Bagikan:

JAKARTA - Polisi berhasil mengidentifikasi seorang remaja pengedar narkoba dalam kelompok pelaku tawuran yang beraksi di wilayah Tamansari, Jakarta Barat.

Kapolsek Metro Tamansari Kompol Bobby Mochammad Zulfikar mengatakan remaja berinisial ZA (18) tertangkap memiliki dua paket klip sabu seberat 1,48 gram.

"Dari pengakuan pelaku memang akan diedarkan kepada pemuda di kawasan tersebut," kata Bobby kepada wartawan di Jakarta, Rabu.

Dalam rencana ZA, sabu itu akan dipecah ke dalam bungkusan-bungkusan yang lebih kecil untuk diedarkan.

Bobby menjelaskan penangkapan pelaku tawuran itu bermula dari kelompok remaja bernama Pemuda Patah Hati (PPH) yang mengajak tawuran kelompok pemuda geng Thalib lewat media sosial pada 26 Maret 2026 lalu.

Dua kelompok itu pun sepakat tawuran menggunakan senjata tajam jenis parang berbagai ukuran.

"Kemudian para kelompok pelaku dan teman-temannya konvoi menggunakan kurang lebih 10 motor sambil membawa celurit," kata Bobby.

Tawuran pun pecah pada 27 Maret silam pads dini hari di Jalan Keutamaan Dalam, Kelurahan Krukut, Kecamatan Tamansari. Bentrokan pin tidak terhindarkan hingga insiden tersebut ramai di media sosial.

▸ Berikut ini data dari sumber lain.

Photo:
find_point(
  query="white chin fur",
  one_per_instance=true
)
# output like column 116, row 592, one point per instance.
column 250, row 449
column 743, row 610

Mandapat informasi itu, Unit Reskrim Polsek Metro Tamansari melakukan penyelidikan berdasarkan laporan dari masyarakat dan video media sosial. Petugas menangkap tiga remaja pelaku tawuran, yakni ZA (18), MFEA (19), dan RS (18).

Dari hasil pemeriksaan, motif pelaku melakukan tawuran antarkelompok adalah mencari jati diri. Kelompok pelaku memang kerap mengajak kelompok lain untuk tawuran di lokasi tertentu.

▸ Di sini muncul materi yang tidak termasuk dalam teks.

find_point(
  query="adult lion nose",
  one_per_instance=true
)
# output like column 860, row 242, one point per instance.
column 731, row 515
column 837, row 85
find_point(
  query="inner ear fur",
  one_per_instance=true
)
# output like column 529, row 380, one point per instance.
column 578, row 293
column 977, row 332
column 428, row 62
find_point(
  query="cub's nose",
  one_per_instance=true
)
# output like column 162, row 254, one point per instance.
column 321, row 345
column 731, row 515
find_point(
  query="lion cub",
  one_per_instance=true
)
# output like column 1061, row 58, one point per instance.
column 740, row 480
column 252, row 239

"Untuk seperti anak-anak muda yang lain sebagainya, ya eksistensi bahasanya mencari pengakuan. Jadi kalau misalnya kami melihat, kami dalami ternyata itu dari wilayah yang bersebelahan. Mencari eksistensi dan ini memang sudah terjadi berulang-ulang," kata Bobby.

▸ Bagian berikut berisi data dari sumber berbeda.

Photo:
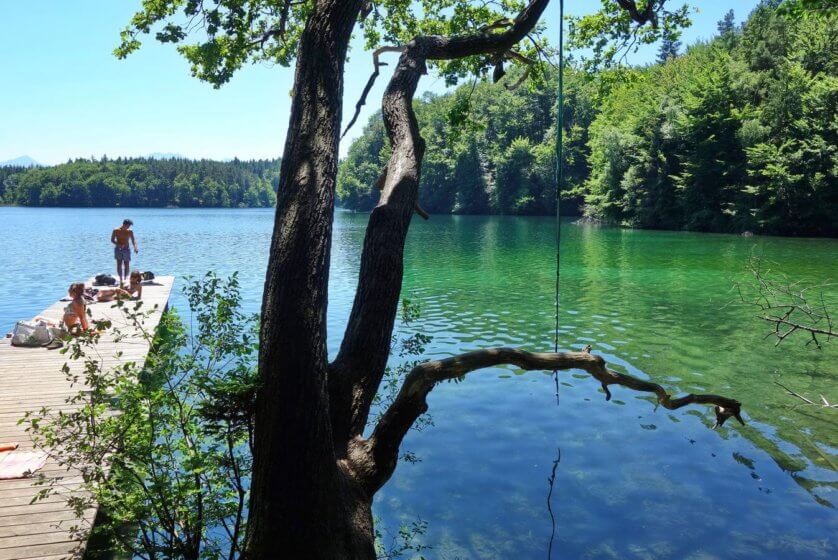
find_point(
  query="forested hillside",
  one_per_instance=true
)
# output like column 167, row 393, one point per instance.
column 738, row 134
column 143, row 182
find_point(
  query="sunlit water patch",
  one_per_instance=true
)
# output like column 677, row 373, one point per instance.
column 634, row 481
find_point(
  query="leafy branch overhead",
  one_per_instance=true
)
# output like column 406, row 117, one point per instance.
column 219, row 37
column 621, row 27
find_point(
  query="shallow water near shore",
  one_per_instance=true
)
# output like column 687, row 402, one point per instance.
column 633, row 480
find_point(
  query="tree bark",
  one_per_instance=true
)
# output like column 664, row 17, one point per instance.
column 302, row 504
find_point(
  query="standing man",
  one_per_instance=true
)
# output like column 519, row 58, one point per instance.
column 120, row 237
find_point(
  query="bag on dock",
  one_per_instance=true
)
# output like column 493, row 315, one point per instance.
column 29, row 333
column 104, row 280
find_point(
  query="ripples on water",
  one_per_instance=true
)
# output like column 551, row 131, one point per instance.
column 634, row 481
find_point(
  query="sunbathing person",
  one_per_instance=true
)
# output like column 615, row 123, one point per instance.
column 112, row 294
column 75, row 313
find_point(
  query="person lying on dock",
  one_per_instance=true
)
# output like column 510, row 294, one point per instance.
column 110, row 295
column 75, row 312
column 135, row 286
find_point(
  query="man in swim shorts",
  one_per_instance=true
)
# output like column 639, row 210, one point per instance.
column 121, row 237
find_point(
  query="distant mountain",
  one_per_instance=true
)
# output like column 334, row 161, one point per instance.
column 165, row 155
column 22, row 161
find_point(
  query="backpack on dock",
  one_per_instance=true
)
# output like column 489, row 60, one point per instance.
column 32, row 333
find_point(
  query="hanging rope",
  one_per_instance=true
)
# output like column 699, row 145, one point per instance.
column 559, row 180
column 559, row 183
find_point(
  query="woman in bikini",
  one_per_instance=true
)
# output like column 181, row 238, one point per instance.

Dalam tawuran tersebut, tidak ada korban jiwa maupun luka-luka. Namun, kata Bobby, kasus tawuran ini mendapat perhatian khusus lantaran para pelaku masih remaja dan juga disebut memakai narkoba.

Dalam bentrokan yang terjadi, para pelaku tawuran disebut menenggak minuman keras (miras) dengan tujuan sebagai dorongan agar lebih percaya diri dan berani ketika beraksi.

Sementara itu, Kanit Reskrim Polsek Metro Tamansari AKP Egy Irwansyah menambahkan ketiga pelaku telah ditetapkan sebagai tersangka.

Pihaknya juga masih mendalami oknum yang memberikan narkoba jenis sabu kepada pelaku ZA.

"Kami secara komprehensif menangani masalah ini, dari mulai kenakalan remaja yaitu tawuran, sampai narkoba dan miras yang bisa memacu adrenalin seseorang," ungkapnya.

Dalam kasus ini, kepolisian menyita barang bukti sejumlah bilah celurit, puluhan botol minuman keras (miras), hingga narkoba jenis sabu dari tangan para pelaku.

Atas perbuatannya, para pelaku disangkakan Pasal 307 Ayat (1) UU RI Nomor 1 Tahun 2023 tentang KUHP dengan ancaman pidana maksimal tujuh tahun penjara.